Government: Mandating market conditions, not outcomes
In the two weeks since the Supreme Court ruled that the Patient Protection and Affordable Care Act was constitutional (given the taxing capabilities of the federal government), supporters have told opponents “it is time to get over it” and deal with the implications of what detractors still call “Obamacare.” Depending upon the outcome of the November elections, it may well be time to “get over it” and consider implications. In the final analysis, however, those who advocate for the Affordable Care Law may find themselves unpleasantly surprised by the reaction of markets.
It is important to understand the role of government actions — federal, state or local — in a largely market-driven economy. While government can dictate certain market conditions, it has no ability to mandate market outcomes. Such an all-consuming government role is reserved solely for a command economy where government makes all economic decisions in a top-down, centralized planning approach.
So, what are the likely outcomes that might be expected should Americans be required to “get over it”? To take a reasonable stab at such a complex issue, it is best to start with the non-government players in healthcare decision-making and the mandated changes they must accommodate.
In the case of businesses, they must (depending upon their size as measured by number of full time employees) provide insurance coverage for workers or pay a penalty … oops, I mean pay a tax, as defined by the Supreme Court. But consider how businesses may react.
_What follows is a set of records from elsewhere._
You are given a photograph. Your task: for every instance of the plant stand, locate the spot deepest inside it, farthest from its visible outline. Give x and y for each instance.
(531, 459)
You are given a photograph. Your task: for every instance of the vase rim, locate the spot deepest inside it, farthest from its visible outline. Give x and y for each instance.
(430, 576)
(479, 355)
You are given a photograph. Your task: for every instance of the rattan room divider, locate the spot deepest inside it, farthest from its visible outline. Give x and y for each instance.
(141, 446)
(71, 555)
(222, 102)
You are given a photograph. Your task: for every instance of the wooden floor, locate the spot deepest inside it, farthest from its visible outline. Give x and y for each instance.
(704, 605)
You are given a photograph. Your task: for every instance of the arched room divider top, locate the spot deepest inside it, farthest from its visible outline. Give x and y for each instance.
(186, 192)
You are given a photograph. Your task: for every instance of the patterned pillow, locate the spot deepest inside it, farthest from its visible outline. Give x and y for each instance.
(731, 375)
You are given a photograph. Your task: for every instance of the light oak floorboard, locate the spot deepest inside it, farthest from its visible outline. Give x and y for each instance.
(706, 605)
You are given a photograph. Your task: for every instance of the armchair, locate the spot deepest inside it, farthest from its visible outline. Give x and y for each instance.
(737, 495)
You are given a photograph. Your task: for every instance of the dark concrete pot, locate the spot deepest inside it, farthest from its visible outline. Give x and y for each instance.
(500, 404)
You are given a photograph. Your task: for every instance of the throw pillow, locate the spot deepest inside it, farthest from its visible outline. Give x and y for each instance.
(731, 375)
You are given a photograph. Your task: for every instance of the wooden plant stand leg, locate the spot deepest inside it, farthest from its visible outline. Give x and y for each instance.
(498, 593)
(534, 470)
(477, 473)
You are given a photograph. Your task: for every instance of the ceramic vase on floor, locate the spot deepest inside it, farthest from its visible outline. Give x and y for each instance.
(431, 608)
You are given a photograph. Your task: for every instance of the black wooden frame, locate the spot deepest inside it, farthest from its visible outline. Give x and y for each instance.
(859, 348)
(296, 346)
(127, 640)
First, they could find that the cost of the “tax” is less than the cost of offering the mandated minimum health insurance packages (which includes all applicable internal HR functions) required by the federal government. To date, indications from survey-based research suggest at least one-third of companies may opt-out and pay the tax. If true, so much for the notion that if you like your current insurance you can keep your current insurance. As an alternative, businesses could avoid some mandates by keeping full-time employment levels below 50 by either not hiring as many full-time workers and/or relying more heavily upon part-time employees … well, there go labor markets.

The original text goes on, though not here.